Do the greatest presidents pose the greatest danger to liberty?
By Ross K. Baker
Mention the names of John Adams, Abraham Lincoln, Woodrow Wilson and Franklin D. Roosevelt to historians, and they will tell you that these are some of our greatest presidents.
Mention the Alien and Sedition Acts of 1798; the revocation during the Civil War of the writ of habeas corpus, which protects Americans from false imprisonment; the Palmer raids of 1918, which swept up scores of political dissidents; and the forced relocation of Japanese-Americans during World War II, and those same historians will tell you that these acts constitute some of the worst assaults on American liberty.
It is a disturbing fact that each one of these four revered presidents is responsible for one of the four onslaughts against civil liberties that took place during their time in the White House.
With the exception of Adams, it should be quickly noted, all of these chief executives served during times of war. It also has often been remarked that our wartime presidents have been judged as great or near-great.
There are, of course, exceptions: James Madison, a towering figure at the Constitutional Convention but rather an ordinary president at the time of the War of 1812; James Polk during the Mexican War; William McKinley, who was commander in chief during the Spanish-American War; and Lyndon Johnson during the Vietnam War.
What about President Bush?
We will need to wait for the verdict of future historians on the standing of President George W. Bush, but it is certain that the USA Patriot Act, which was enacted at his behest and has had portions assailed by civil libertarians, will weigh heavily in his ranking.

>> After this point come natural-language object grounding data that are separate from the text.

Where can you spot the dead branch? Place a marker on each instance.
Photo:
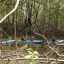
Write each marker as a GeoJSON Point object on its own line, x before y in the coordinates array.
{"type": "Point", "coordinates": [48, 43]}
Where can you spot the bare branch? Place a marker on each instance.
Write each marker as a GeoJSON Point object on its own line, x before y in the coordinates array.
{"type": "Point", "coordinates": [17, 3]}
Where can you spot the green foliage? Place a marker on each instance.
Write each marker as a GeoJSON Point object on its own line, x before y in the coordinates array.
{"type": "Point", "coordinates": [31, 54]}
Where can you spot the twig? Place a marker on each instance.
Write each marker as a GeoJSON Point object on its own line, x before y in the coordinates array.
{"type": "Point", "coordinates": [17, 3]}
{"type": "Point", "coordinates": [48, 43]}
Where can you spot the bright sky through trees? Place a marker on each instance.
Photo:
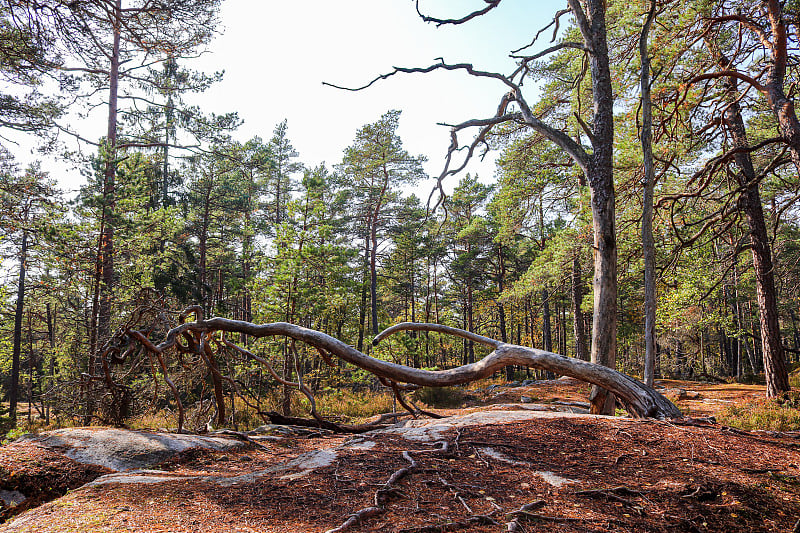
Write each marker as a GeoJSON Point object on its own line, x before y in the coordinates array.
{"type": "Point", "coordinates": [277, 54]}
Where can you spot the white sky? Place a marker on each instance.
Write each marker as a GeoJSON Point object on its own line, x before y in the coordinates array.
{"type": "Point", "coordinates": [276, 54]}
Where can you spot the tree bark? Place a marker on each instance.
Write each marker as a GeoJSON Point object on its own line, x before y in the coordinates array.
{"type": "Point", "coordinates": [648, 244]}
{"type": "Point", "coordinates": [13, 392]}
{"type": "Point", "coordinates": [109, 188]}
{"type": "Point", "coordinates": [775, 369]}
{"type": "Point", "coordinates": [577, 297]}
{"type": "Point", "coordinates": [639, 399]}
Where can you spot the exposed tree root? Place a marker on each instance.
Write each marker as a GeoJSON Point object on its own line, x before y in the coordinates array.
{"type": "Point", "coordinates": [381, 495]}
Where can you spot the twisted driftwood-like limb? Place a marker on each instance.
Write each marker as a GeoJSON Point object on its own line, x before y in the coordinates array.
{"type": "Point", "coordinates": [640, 400]}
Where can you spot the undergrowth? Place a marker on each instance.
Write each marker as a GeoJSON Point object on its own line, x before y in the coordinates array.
{"type": "Point", "coordinates": [764, 414]}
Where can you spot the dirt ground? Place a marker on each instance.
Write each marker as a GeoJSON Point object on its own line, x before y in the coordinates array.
{"type": "Point", "coordinates": [574, 474]}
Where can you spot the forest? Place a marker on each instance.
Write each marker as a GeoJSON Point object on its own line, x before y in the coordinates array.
{"type": "Point", "coordinates": [643, 214]}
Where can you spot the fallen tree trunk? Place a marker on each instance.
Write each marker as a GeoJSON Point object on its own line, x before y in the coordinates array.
{"type": "Point", "coordinates": [639, 400]}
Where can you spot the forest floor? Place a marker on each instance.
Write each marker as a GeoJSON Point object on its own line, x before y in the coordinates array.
{"type": "Point", "coordinates": [531, 471]}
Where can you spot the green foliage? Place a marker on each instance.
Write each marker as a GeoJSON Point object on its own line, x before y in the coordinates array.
{"type": "Point", "coordinates": [764, 415]}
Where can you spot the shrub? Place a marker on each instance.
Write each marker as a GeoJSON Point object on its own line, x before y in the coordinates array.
{"type": "Point", "coordinates": [773, 415]}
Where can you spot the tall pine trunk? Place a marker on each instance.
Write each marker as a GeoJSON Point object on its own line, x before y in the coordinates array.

When we look back on the wartime presidents of the past, we tend to regard their constitutional transgressions as minor lapses in otherwise sterling careers. In Lincoln's case, the jailing of an opponent of the war in Ohio can hardly be said to equal in importance the salvation of the union and the destruction of slavery. In his case, as in the others, service during wartime contributes substantially to the high regard in which he is currently held.
But what, if anything, is the connection between these great presidents who served in wartime and the notorious transgressions against the liberties of Americans? A simple answer is that wars have historically expanded the powers of the presidency at the expense of those of other institutions, notably Congress. A leading advocate of a muscular presidency, Alexander Hamilton, observed that it is the nature of war to increase the executive authority at the expense of the legislative.
This argument, which implies that one steady hand guiding a nation at war is preferable to hundreds of legislators, is a persuasive one, and it is one that Lincoln found especially congenial in his efforts to fend off congressional committees from second-guessing him during the Civil War.
But more than just steadfastness and constancy mark the wartime presidents. There also was, significantly, their readiness to defy constitutional obstacles, as Lincoln did when he usurped a power given to Congress by unilaterally suspending habeas corpus in Maryland. Lincoln justified his action by asking, "Are all the laws but one to go unexecuted, and the government itself go to pieces, lest that one be violated?"
The argument, however, that holding office during wartime, by itself, caused these presidents to be judged great is a weak one. They probably would have been revered because they were men who believed in a vigorous presidency. Lincoln was not just the great emancipator and savior of the union, but also the Lincoln of the Homestead Act, which opened vast tracts of Western land to settlement. He was the Lincoln of the land-grant colleges and the income tax.
Likewise, Wilson's accomplishments include not just his leadership in World War I, but also the establishment of the Federal Reserve, the graduated income tax, the Clayton Anti-Trust Act and restrictions on child labor.
As for FDR, had he declined to run for a third term in 1940, choosing not to break precedent, he would still be celebrated as the president who rescued the nation from the Great Depression.
Such boldness prompted these presidents to push the boundaries of their authority.
History as the judge
Bush, who proclaimed himself a wartime president after the terrorist attacks of Sept. 11, 2001, has also proved himself an activist president on non-military matters.
He is responsible for the massive and unprecedented federal involvement in education with the No Child Left Behind Act. Likewise, his extension of Medicare to cover prescription drugs is a major break from the traditional Republican small-government doctrine. It is not surprising, then, that his efforts to combat terrorism were not greatly constrained by constitutional scruples.
History will not rate Bush by some impossibly lofty standard when it measures him against wartime presidents. Rather, he will be appraised in light of the more modest and imperfect record of those predecessors.
These were presidents whose encroachments were impulsive rather than systematic and who did not try to aggrandize the powers of their office or, in the interests of national security, permanently curtail the rights of the people.